The Air France Airbus A330 that crashed into the South Atlantic last month is thought to have hit the sea belly first with a high rate of acceleration, but did not break up in mid-air, say investigators.

Speaking after the issuing of an interim report into the AF447 accident on 2 July, Alain Bouillard of France's BEA investigation agency said: "As of today we are far from having any real idea of the causes of this accident."

But he says that bottom-to-top deformation of structural components recovered from the water showed the aircraft appears to have struck the ocean surface with "a sharp vertical" acceleration. He added: "The aircraft was not destroyed while it was in flight and the aircraft seems to have hit the water on the bottom of the fuselage."

All 228 passengers and crew on board the A330-200 were killed in the 1 June crash, which happened during a flight between Rio de Janeiro and Paris.

Bouillard says the A330's maintenance complied with requirements, there were no reports of technical problems from the crew, and there was no distress call - either to air traffic control or other aircraft - at the time of the loss.

Efforts to locate the flight recorders have so far been fruitless, and with the sonic transmitters only required to operate for 30 days, the current search effort was due to be abandoned on 10 July. A second phase, using different techniques, will start after 14 July.

"We refuse to believe that we will not find them," says Bouillard.

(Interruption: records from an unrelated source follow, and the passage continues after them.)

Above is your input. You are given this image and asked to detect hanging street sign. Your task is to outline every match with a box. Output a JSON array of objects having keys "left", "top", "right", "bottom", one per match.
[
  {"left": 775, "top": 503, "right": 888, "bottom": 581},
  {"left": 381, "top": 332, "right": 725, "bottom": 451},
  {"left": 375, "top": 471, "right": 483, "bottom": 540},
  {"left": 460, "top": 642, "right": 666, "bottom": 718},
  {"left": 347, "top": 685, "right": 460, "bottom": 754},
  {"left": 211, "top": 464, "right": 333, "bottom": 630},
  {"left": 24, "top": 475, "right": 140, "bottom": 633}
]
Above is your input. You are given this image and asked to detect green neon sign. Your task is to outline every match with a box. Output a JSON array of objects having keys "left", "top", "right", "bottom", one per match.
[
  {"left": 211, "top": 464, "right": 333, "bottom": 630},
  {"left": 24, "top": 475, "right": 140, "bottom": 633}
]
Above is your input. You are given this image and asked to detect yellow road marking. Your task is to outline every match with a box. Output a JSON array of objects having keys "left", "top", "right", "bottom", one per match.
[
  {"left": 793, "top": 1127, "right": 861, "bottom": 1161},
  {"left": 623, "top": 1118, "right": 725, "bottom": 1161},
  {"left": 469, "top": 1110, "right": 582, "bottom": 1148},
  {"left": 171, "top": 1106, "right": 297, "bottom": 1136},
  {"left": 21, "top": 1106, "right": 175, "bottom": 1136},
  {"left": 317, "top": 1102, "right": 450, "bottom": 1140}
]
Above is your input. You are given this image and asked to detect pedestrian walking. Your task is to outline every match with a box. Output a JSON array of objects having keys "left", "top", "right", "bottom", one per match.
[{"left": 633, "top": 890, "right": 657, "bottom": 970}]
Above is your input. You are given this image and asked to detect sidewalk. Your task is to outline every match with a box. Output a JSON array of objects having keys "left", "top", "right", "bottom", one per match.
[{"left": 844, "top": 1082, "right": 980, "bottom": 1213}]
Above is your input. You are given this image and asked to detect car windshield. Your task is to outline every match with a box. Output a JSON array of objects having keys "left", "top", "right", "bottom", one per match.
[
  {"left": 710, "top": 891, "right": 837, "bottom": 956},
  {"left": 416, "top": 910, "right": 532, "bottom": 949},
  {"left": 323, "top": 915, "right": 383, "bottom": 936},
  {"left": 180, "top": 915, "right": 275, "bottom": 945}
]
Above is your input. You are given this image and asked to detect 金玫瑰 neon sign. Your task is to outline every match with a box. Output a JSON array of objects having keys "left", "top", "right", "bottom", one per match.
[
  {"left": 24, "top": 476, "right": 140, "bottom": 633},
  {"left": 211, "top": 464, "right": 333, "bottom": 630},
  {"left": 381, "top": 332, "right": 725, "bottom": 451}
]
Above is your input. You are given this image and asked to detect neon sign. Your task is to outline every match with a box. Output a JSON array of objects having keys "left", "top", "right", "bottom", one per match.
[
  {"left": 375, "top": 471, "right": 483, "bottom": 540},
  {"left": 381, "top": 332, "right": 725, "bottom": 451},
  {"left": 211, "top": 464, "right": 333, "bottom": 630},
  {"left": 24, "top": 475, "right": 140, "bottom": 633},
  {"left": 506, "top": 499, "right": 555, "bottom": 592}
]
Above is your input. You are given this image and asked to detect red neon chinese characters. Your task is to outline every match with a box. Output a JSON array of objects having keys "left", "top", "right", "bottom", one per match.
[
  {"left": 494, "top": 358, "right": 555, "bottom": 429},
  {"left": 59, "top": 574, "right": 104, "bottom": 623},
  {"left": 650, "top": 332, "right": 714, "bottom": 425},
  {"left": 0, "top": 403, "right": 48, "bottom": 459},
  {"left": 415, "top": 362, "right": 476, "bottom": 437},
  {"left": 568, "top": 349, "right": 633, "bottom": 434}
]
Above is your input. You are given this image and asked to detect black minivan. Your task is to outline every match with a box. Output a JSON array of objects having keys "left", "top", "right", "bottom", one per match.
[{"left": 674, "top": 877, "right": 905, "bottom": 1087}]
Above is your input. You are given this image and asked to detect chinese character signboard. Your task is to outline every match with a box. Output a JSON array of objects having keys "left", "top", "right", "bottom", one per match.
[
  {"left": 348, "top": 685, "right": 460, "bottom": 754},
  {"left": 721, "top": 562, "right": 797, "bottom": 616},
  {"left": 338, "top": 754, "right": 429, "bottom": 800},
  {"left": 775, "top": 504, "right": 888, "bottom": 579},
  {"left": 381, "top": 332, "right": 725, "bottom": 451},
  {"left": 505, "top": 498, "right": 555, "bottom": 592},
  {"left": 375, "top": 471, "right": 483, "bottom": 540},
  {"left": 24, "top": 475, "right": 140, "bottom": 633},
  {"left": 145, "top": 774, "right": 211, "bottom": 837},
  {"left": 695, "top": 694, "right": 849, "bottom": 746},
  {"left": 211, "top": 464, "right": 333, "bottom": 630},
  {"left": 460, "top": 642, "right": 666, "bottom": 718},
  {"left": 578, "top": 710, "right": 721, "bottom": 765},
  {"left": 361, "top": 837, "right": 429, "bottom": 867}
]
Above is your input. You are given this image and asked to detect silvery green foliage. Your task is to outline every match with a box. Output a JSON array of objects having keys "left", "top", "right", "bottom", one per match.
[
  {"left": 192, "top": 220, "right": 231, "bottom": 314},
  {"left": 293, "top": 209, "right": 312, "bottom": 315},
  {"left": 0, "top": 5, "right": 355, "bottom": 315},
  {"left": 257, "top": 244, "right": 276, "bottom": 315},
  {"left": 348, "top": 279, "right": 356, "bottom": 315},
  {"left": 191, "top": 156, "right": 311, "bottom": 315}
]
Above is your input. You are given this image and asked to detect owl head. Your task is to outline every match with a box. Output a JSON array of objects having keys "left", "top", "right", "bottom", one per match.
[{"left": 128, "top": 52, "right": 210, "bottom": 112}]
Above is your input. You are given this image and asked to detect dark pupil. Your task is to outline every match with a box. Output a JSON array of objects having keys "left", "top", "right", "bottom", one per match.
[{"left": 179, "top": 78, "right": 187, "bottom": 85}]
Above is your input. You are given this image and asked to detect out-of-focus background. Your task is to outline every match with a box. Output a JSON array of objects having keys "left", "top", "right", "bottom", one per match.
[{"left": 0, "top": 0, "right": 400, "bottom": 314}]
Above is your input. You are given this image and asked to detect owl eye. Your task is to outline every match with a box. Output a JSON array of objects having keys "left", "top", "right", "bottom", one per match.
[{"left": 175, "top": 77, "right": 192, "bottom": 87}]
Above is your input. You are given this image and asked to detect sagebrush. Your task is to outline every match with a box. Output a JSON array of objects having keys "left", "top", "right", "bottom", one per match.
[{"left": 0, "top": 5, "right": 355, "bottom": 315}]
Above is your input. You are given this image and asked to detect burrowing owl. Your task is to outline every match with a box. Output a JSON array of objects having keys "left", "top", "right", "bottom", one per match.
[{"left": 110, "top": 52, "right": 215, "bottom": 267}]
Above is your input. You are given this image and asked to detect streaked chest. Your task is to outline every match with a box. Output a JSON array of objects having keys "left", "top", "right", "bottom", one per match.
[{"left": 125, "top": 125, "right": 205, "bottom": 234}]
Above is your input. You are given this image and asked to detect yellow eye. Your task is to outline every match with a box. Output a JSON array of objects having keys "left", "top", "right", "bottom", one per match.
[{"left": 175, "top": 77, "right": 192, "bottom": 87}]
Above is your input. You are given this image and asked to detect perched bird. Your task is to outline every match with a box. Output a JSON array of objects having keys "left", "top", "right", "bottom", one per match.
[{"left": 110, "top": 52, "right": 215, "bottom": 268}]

Meanwhile, the investigation has so far been unable to determine the composition of the flightcrew on duty at the time of the crash. The crew had been reinforced with a third pilot to meet flight-duty time regulations, and the aircraft's configuration included a crew rest area.

The aircraft's captain is among 51 victims recovered, but investigators have not established whether he was in the cockpit at the time of the accident. "From the current state of the information gathered, it is not possible to determine the composition of the flightcrew on duty at the time of the event," says the BEA.

The rest station on Air France A330-200s includes two beds and is behind the cockpit. While the reinforcing crew stays in the cockpit for departure and arrival, during the cruise each member of the crew must be able to rest for at least 1h 30min continuously.

Under Air France procedures the captain determines the allocation of tasks before any prolonged absence from the cockpit, identifying the pilot who will replace him. He also specifies the conditions that would necessitate his return to the flightdeck.